What happens when you touch an object with a positively charged object?
Ans: It gets positively charged.
Now, you have connected a semiconductor to a positive end of battery. What do you expect?
Ans: Yes, it gets positively charged.
Will the terminal pull
electrons out of the doped silicon,
or equivalently, inject holes into
it?
Yes, it will.
But the question is to what extent?
You figured it out correctly that undoped silicon is
unwilling to give away electrons,
or accept holes, because that
would rip gaps in the stable
crystalline bonding
I would guess that the p-type block
remains neutral, unlike a copper
block which would take on the
same charge as the terminal.
Think of a comb getting charged when rubbed with hair.
What do you observe?
Ans: You see that charge on comb is localised and do not spread out. The charge don't pass to your hand.
Similarly, the p semiconductor gets locally charged . The point in direct contact with battery gets charged and remaining remains uncharged.
Extent of positive charge and effective distance depends on strength and voltage of battery.
Now, when you connect it to negative potential
This will give you similar result but with little increased magnitude of negative charge on it as it has a lot of holes to be occupied.
I think to understand why holes are the preferred "thinking tool" for p-type semi-conductors one must understand the following concepts:
- In a crystalline materials there are so-called energy bands which define the possible relationships between an electron's energy and its (crystal) momentum "k".
That is, there is a function $E(k)$ which defines the set of possible energy states which may be present in a crystal.
In a semiconducting material there is a gap in the band structure such that there are energy levels which electrons may not possess (they are forbidden in a sense).
The energy-momentum relationship can be approximated as parabolas just above and below the energy gap (i.e. the band gap).
The parabola approximating the energy band just above the gap is pointing up / concave up.

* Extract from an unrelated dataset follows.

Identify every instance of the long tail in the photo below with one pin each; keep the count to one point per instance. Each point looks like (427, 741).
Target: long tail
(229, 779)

The parabola just below the gap is pointing down / concave down.
The average velocity of an electron can be expressed as:
$$v(k) = \frac{1}{\hbar}\frac{\partial E(k)}{\partial k}$$
- The current density associated with a single band is then calculated by adding up the contributions from all electrons.

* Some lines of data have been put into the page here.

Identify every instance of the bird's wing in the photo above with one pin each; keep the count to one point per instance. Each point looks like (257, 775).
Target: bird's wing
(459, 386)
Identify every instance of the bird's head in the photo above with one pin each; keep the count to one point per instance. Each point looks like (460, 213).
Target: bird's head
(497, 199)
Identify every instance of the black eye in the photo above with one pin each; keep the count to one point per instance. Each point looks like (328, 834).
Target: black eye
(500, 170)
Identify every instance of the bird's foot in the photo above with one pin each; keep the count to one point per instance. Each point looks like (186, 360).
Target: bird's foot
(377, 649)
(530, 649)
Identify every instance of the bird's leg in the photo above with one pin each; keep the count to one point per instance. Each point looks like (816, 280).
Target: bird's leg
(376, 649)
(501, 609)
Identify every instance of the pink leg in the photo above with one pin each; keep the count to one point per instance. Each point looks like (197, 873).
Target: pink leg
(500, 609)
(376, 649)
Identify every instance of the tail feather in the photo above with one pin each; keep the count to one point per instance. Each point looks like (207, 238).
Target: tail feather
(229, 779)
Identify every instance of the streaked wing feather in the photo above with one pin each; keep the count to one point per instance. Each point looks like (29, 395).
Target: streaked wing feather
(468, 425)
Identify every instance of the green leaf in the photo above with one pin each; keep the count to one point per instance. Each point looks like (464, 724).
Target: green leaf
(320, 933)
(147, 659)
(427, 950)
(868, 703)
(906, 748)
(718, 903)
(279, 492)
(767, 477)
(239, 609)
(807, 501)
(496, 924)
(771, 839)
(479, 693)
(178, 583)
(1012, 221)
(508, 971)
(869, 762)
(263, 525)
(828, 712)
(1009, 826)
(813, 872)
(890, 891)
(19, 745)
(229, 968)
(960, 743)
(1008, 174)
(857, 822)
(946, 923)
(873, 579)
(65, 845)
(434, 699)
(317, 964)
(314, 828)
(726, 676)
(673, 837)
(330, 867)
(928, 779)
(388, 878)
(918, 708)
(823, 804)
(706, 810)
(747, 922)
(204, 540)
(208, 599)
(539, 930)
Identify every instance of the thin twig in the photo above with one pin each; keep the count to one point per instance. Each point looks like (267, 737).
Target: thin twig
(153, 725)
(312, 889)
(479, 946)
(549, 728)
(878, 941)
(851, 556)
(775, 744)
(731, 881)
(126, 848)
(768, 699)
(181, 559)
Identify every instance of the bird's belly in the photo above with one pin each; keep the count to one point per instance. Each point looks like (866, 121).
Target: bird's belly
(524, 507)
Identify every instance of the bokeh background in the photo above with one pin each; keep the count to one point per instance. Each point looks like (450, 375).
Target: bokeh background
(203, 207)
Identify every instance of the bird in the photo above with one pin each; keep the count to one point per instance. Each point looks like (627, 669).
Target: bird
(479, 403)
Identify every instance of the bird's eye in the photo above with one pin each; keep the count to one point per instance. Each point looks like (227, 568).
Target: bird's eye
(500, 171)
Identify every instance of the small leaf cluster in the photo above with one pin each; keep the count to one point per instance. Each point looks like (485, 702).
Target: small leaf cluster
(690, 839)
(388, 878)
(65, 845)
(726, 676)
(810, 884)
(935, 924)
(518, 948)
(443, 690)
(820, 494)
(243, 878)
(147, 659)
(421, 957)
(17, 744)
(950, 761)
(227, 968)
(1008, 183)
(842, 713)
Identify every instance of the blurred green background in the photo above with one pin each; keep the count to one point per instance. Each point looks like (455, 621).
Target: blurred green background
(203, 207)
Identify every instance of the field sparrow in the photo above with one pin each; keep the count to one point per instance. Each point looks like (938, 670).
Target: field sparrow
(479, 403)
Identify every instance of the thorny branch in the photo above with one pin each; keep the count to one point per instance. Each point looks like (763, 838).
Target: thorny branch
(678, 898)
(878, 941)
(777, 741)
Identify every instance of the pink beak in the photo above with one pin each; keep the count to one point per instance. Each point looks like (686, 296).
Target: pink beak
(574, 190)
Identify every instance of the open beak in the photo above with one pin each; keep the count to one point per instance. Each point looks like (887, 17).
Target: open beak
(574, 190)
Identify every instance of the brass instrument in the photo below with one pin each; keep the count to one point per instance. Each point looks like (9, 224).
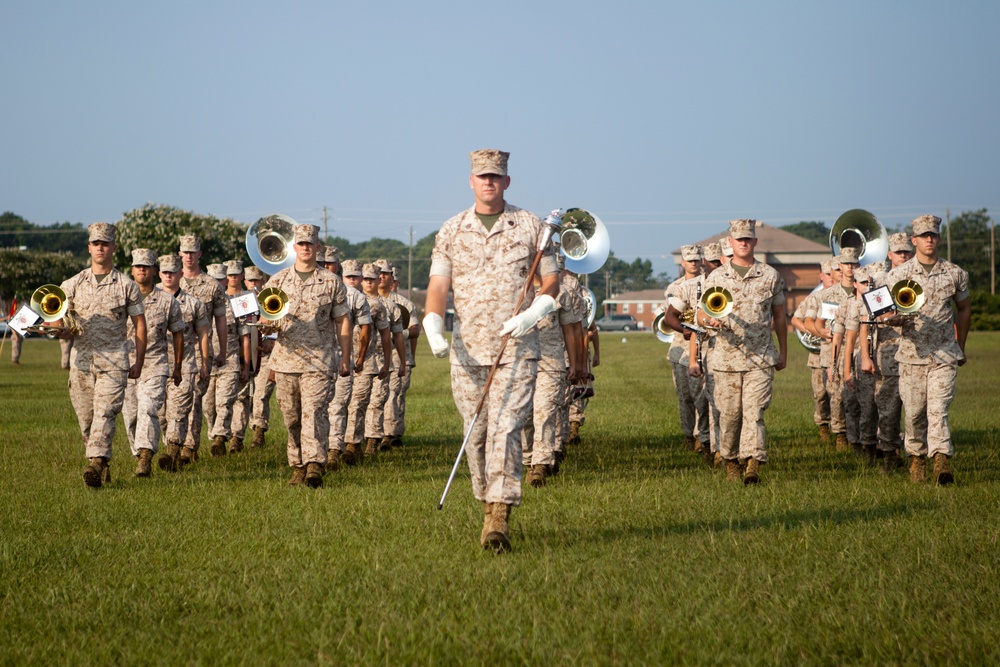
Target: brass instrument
(716, 302)
(861, 230)
(270, 243)
(584, 241)
(51, 304)
(908, 295)
(273, 303)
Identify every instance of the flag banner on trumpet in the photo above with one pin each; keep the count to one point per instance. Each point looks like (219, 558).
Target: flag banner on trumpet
(24, 318)
(879, 302)
(244, 304)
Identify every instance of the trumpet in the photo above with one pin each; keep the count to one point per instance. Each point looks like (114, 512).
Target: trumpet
(273, 303)
(716, 302)
(908, 296)
(51, 304)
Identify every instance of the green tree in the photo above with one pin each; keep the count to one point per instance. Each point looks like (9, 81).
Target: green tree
(970, 246)
(159, 227)
(814, 230)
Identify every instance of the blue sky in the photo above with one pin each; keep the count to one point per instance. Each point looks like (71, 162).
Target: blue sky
(666, 119)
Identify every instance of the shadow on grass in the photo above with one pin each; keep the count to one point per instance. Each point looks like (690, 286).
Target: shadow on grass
(790, 520)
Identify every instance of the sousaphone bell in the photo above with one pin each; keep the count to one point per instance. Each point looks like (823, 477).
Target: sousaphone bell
(270, 243)
(584, 241)
(862, 231)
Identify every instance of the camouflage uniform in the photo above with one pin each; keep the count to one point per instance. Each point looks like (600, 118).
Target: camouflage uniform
(360, 313)
(99, 361)
(835, 294)
(395, 409)
(887, 399)
(225, 384)
(375, 419)
(206, 289)
(694, 413)
(743, 357)
(181, 398)
(487, 272)
(374, 358)
(928, 355)
(821, 398)
(544, 432)
(302, 359)
(144, 397)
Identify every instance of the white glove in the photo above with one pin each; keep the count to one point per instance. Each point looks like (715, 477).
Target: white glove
(434, 330)
(521, 324)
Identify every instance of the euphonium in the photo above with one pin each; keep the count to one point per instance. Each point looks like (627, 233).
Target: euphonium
(716, 302)
(908, 296)
(273, 303)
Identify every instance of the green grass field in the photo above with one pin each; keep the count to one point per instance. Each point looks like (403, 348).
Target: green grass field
(634, 554)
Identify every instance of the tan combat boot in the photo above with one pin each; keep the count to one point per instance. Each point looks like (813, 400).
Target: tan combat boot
(93, 474)
(733, 470)
(537, 475)
(574, 433)
(188, 455)
(169, 459)
(219, 445)
(314, 475)
(333, 460)
(298, 476)
(144, 467)
(891, 462)
(498, 537)
(942, 471)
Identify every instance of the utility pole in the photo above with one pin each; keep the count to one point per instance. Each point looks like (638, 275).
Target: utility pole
(947, 223)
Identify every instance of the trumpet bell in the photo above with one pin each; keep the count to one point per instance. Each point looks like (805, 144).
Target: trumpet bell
(273, 303)
(270, 243)
(584, 240)
(716, 302)
(664, 333)
(49, 301)
(908, 295)
(861, 230)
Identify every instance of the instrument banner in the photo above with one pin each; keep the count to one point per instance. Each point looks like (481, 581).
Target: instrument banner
(879, 301)
(24, 318)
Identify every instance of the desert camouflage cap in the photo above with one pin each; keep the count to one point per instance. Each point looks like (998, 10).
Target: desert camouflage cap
(306, 233)
(253, 273)
(102, 231)
(143, 257)
(926, 224)
(170, 263)
(690, 253)
(489, 161)
(190, 244)
(848, 256)
(745, 228)
(712, 252)
(351, 267)
(900, 242)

$$ j = (-e)\int_{occupied}\frac{dk}{4\pi^3}v(k)$$
Here the flag occupied means to integrate over only those states which electrons occupy.
- In general, the relationship $E(k)$ is a complicated function and thus not very straightforward to manipulate mathematically. However, it is possible to show that the current density integral is mathematically equivalent to the following integral:
$$ j = (+e)\int_{unoccupied}\frac{dk}{4\pi^3}v(k)$$
The reason this simplification is important is that in the valence band (i.e. the band below the band gap) electrons fill almost all the states except those near the top of the band (i.e. the unoccupied states). However, as previously mentioned the function $E(k)$ can be represented by a downward facing parabola at the top of this band. Thus a previously intractable integral becomes "trivial" as one only needs to integrate a quadratic equation. This is a very key point: it is mathematically much simpler to consider that the current density is due to fictitious positively charged particles which 'occupy' the top of the valence band instead of considering the mathematical equivalent, but non-fictitious, fact that the electrons present in valance band occupy almost all the valence band states except those near very near to the top of the band.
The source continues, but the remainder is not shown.